30 fucking years to find this. At last.
Excellent. really really excellent.
Great explanation
Great explanation.
OUTSTANDING, RAHUL!!!!!
what the hell is this AWESOME lecture !
thanx
WOW GREAT EXPLANATION
this is brilliant thank you
this is so helpful thank you so much!!!!
Great stuff!
AMAZING VIDEO!!! THANK YOU SO MUCH!!!
Thank you soooo much!
So useful! thank u!
thank you !wonderful explanation.can I please ask how do we decide a cut off/ classification algorithm for a given dataset ?
thank u for making my life so easy
thanks dude, good work!
Thank uuuu great job
Thank you...!
You are a legend
Thank you 😀
You rock!
amazing Thank you.... better lecture than Kaplan Biostats
THANK YOU!!!
?? thank you , but I want to know if I put the threshold in the middle of overlap so the sens will equal the spec
very nice video!!
thank you
wow! bravo .I dont think there is any room for improvement .I hope , hope hope you have more videos on screening tests and biases as well.Lets see .

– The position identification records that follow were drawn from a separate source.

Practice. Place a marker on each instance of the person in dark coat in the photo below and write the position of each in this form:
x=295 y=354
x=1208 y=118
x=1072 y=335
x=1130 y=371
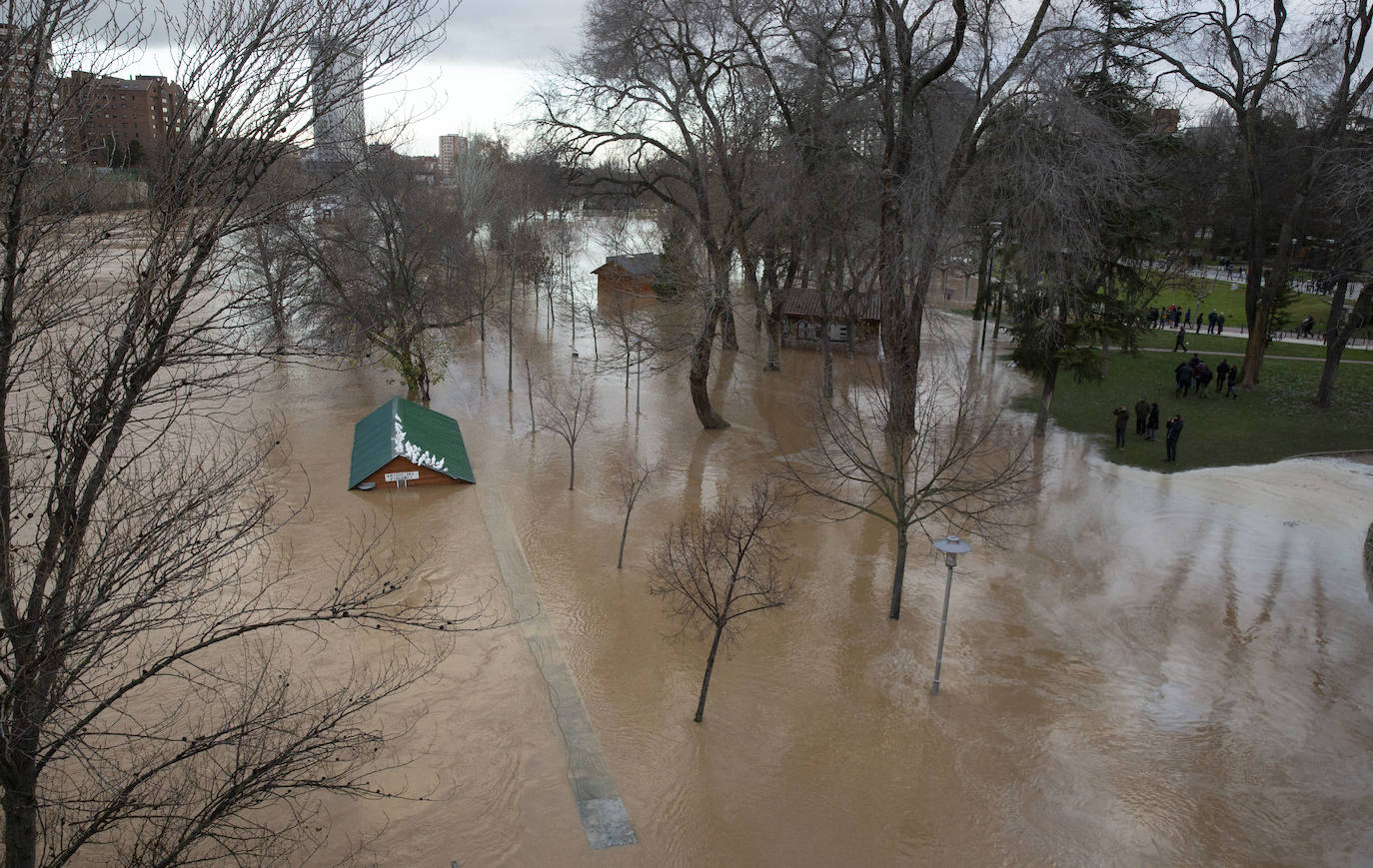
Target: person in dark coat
x=1203 y=380
x=1170 y=441
x=1122 y=421
x=1184 y=377
x=1221 y=374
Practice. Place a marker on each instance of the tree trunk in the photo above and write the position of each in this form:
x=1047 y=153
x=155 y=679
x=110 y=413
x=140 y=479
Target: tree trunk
x=624 y=534
x=21 y=816
x=898 y=579
x=710 y=665
x=1337 y=337
x=700 y=371
x=774 y=314
x=529 y=381
x=727 y=332
x=1050 y=377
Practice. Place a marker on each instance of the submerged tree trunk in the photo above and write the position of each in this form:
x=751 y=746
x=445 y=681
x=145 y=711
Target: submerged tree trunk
x=898 y=578
x=21 y=813
x=1050 y=377
x=727 y=332
x=624 y=534
x=773 y=303
x=710 y=665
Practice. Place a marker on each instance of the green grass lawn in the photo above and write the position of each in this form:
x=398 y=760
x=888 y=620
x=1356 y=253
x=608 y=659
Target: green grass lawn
x=1274 y=422
x=1228 y=345
x=1228 y=299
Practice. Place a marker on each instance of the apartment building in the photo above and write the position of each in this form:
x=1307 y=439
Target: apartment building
x=449 y=151
x=125 y=121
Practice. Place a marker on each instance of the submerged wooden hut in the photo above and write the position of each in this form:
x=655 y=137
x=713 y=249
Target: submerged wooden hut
x=403 y=443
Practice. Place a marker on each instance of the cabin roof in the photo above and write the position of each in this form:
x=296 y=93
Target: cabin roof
x=403 y=429
x=806 y=304
x=636 y=264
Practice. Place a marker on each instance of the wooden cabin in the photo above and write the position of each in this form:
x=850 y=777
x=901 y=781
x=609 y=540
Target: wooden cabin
x=631 y=275
x=401 y=443
x=804 y=319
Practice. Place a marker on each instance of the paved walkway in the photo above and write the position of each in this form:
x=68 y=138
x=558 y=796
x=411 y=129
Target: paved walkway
x=603 y=813
x=1343 y=362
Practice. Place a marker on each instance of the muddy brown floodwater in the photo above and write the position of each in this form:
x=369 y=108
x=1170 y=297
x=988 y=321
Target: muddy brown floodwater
x=1166 y=669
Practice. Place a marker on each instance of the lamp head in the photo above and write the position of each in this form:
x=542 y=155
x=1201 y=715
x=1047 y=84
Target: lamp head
x=951 y=546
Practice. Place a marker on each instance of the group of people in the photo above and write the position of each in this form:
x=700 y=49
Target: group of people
x=1196 y=376
x=1146 y=426
x=1177 y=318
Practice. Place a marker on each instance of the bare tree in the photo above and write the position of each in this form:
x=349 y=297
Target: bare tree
x=667 y=83
x=715 y=567
x=568 y=413
x=388 y=275
x=632 y=476
x=1250 y=58
x=149 y=699
x=957 y=465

Hi, I am confused about the cutoff point for most of the true positives, the highest positive predictive value, the lowest negative predictive value and the highest specificity on graph. At what point, I get most of the true positives and at what point I get the highest specificity. I hope someone clarifies these. I would be much more appreciated.
Brilliant
great, thanks
cheers!
Thank you very much for the video... but what about Positive predictive value and negative predictive value variations?
Those depend on the prevalence of disease, which isn't really depicted in these histograms. I did go over that in this video, though: EBM: predictive values
Hi, i have a problem understanding the following statements, usually thrown in the context of specificity and sensitivity:
A highly specific test is good for ruling in disease if positive
A highly sensitive test is good for ruling out disease if negative
Isnt the first statement the definition of "PPV" while the second statement is "NPV"? How do we make sense of that? Is it necessary that a highly specific test would also have a high PPV, while a highly sensitive test would have a high NPV?